Technique 4: Mediation request

Suppose the name of a potential referral target is provided by the prospective customer. In such a situation, it is crucial to establish a connection “at that moment and place.”

Even if we obtain the referral target’s telephone number or email address and contact them a few days later, there is a possibility that the referral intention was not effectively conveyed, or some information may have faded from memory.

To prevent this from happening, it is a rule that the customer be asked to make a phone call to the referral target “in the presence of” the salesperson, and the call be transferred to the salesperson in the middle of the conversation. It is only at this point that it can be confirmed that “the new customer was referred.”

The rule of referral is to establish a platform for simultaneous connection among the referrer, the referred, and the company. This effort is expected to yield impressive results.

Technique 5: Promoting repeat referral

In referral sales, it is standard practice to aim for repeat referrals from individuals with a proven track record. Customers who have referred others in the past often possess extensive networks and a strong inclination to make recommendations. By expanding the number of referrers, the outcomes of the referral process are likely to become more stable.

In the referral sales strategy, an important question is how to rank up a “one person referrer” and cultivate a “multiple referrer.” The most crucial factor determining whether a single referrer will become a multiple referrer is the salesperson’s response to the first referral. If the salesperson’s response after referring one person is unsatisfactory, the customer would not think of referring another.

Therefore, it is important to convey the significance of the referrer to the company by providing information on demand, progress reports, and addressing any subject, even if it is challenging. Additionally, another method is to establish benefits for the referrer, such as referral fees and privileges, as part of the organization’s system. In this case, the key is to use these privileges to strongly appeal to the referrer.

4S: System

The system here is defined as “a set of rules for the management of an organization to implement and carry out a result output pattern on a large scale.”

To achieve and sustain a result like referral sales on a scale larger than a company or industry, a system or set of rules for organizational management is necessary. In this discussion, we will explore the process of creating such a system from the perspectives of “control indicators,” “tools (in-company/for customers),” and the “role of the management team.”

Control index for referral sales activity

To achieve reproducibility and continuity of a success pattern, it is not sufficient to focus solely on the “result” of that pattern. The inclusion of intermediate indicators, specifically “process indicators,” is essential for formulating a successful pattern.
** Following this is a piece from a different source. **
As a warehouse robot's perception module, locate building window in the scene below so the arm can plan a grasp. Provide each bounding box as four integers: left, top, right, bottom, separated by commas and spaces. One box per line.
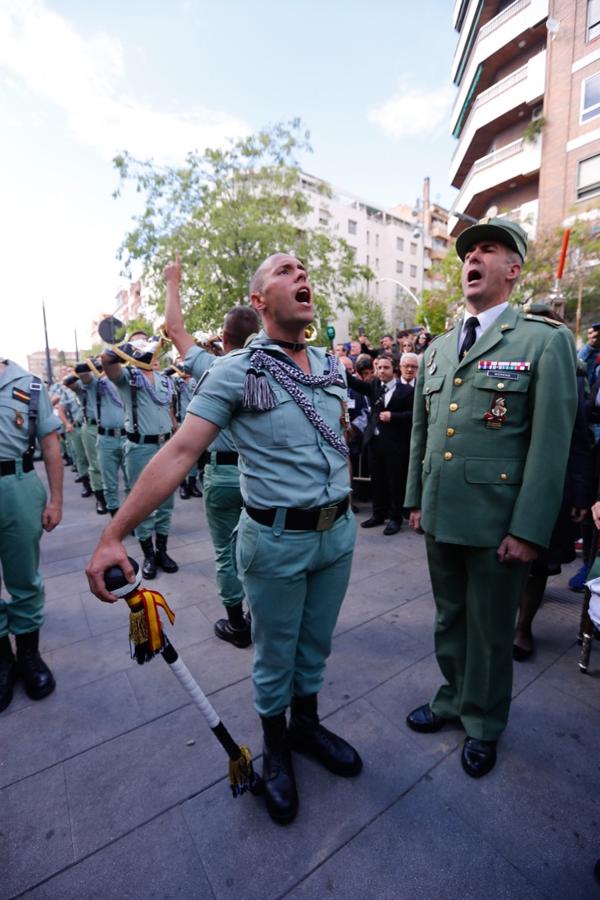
581, 72, 600, 122
577, 154, 600, 200
587, 0, 600, 41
Firstly, let us consider what the process indicator for referral sales activity is.

The important thing is to select an indicator that has a strong correlation with the final result as the leading indicator.

For example, in a business where many contracts are established through customer talk, managing the “Number of customer talks since referral” is appropriate.
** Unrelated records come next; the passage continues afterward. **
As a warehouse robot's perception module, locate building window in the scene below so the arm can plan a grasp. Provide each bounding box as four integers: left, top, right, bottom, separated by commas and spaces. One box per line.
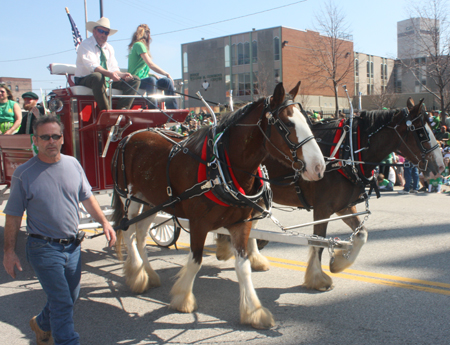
238, 43, 244, 65
253, 72, 259, 95
252, 41, 258, 63
244, 42, 250, 65
183, 52, 188, 73
224, 44, 230, 67
233, 72, 251, 96
274, 69, 281, 84
273, 37, 280, 61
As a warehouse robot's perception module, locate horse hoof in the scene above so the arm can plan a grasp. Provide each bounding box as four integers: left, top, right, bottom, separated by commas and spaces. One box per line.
248, 254, 270, 272
302, 272, 334, 292
241, 307, 275, 329
330, 250, 353, 273
170, 294, 197, 313
316, 284, 334, 292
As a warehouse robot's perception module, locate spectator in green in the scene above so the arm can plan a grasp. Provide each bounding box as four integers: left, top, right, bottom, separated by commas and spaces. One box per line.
0, 84, 22, 134
434, 125, 450, 147
428, 110, 441, 134
377, 174, 394, 192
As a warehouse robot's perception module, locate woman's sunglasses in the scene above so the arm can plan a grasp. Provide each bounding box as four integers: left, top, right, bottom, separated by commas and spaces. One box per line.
97, 29, 109, 36
39, 134, 62, 141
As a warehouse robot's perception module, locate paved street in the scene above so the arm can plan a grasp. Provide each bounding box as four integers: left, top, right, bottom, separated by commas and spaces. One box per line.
0, 187, 450, 345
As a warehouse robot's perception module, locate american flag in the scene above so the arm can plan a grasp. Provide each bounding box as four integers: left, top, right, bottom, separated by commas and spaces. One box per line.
66, 7, 83, 50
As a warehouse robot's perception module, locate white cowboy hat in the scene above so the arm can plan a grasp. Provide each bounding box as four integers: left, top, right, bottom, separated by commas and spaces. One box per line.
86, 17, 117, 36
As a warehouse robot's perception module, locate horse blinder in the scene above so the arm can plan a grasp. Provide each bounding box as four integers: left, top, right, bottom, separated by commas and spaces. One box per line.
264, 100, 314, 171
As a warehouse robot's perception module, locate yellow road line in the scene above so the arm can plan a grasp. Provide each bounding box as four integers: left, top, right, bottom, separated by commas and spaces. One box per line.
171, 243, 450, 296
47, 229, 450, 296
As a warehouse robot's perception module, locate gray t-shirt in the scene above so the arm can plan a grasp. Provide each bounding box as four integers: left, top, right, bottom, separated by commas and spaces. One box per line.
4, 154, 92, 238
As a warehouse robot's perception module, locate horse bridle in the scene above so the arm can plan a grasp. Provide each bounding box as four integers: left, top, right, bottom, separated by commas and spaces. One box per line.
258, 97, 314, 174
388, 108, 439, 171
Figure 2 summarizes “the relationship between repeat purchase percentage and customer satisfaction”. It can be seen that the level of loyalty rises slowly from “Extremely unsatisfied” to “Satisfied,” but rises sharply from then on to “Extremely Satisfied”. This shows the importance of the “Extremely satisfied” level in Customer Lifetime Value (CLV).

Figure 2 is an illustration representing control indicators in each step from referral to contract establishment. These indicators can be roughly categorized into three levels of the process, depicted as steps.
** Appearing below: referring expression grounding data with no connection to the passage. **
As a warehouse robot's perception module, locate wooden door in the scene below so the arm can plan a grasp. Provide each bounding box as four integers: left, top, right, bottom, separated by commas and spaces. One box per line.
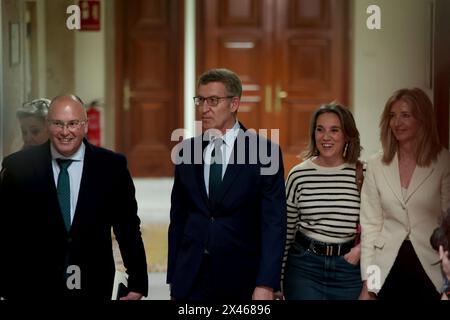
116, 0, 183, 177
198, 0, 348, 172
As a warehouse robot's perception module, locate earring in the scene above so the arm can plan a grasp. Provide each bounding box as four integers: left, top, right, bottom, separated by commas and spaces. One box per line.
342, 142, 348, 158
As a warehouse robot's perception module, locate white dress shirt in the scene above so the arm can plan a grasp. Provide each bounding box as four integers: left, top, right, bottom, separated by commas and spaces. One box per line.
203, 120, 241, 196
50, 143, 86, 223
However, managing all of these indicators is too time-consuming. Therefore, to make the process more manageable, one indicator will be selected from each step.

Items with the mark are Key Process indicators (KPI) that have been adopted by a relatively large number of companies.

In the case of companies that have recently started referral sales activity, initially, “Number of targets,” “Number of referral requests,” and “Number of talks since referral” are managed as process indicators. Afterward, the result indicators are addressed.

Depending on the company’s size, there could be cases where there is insufficient data, making the identification of issues difficult. 

Therefore, it is highly recommended to adopt more process indicators. The number of indicators must be adjusted according to the perceived size of the company.

In-company tools

A referral sales manual should be prepared as a tool for use within the company.

Given that referral sales activities follow a fixed success pattern, it is feasible to create a dedicated manual. However, many companies already have existing sales manuals, and there is a concern that hastily adding a new manual might result in the content not being widely adopted throughout the company.

Therefore, it is advisable to combine the sales manual and the referral sales manual.

In other words, it involves redefining a sales job as “Creating satisfaction for contracted customers through providing good service or product to the extent that the customer refers the next customer to the company.”

By doing this, a clear goal is realized, and everyone could be moving in the same direction towards it. It is important to create a new normal through the manual by instilling the value of “You’re a qualified salesperson when you could create referrals.”

Customer tools

To maintain the quality of the referral sales approach at a high level throughout the company, it is important to prepare referral tools for customers in a ready-to-use state for anyone.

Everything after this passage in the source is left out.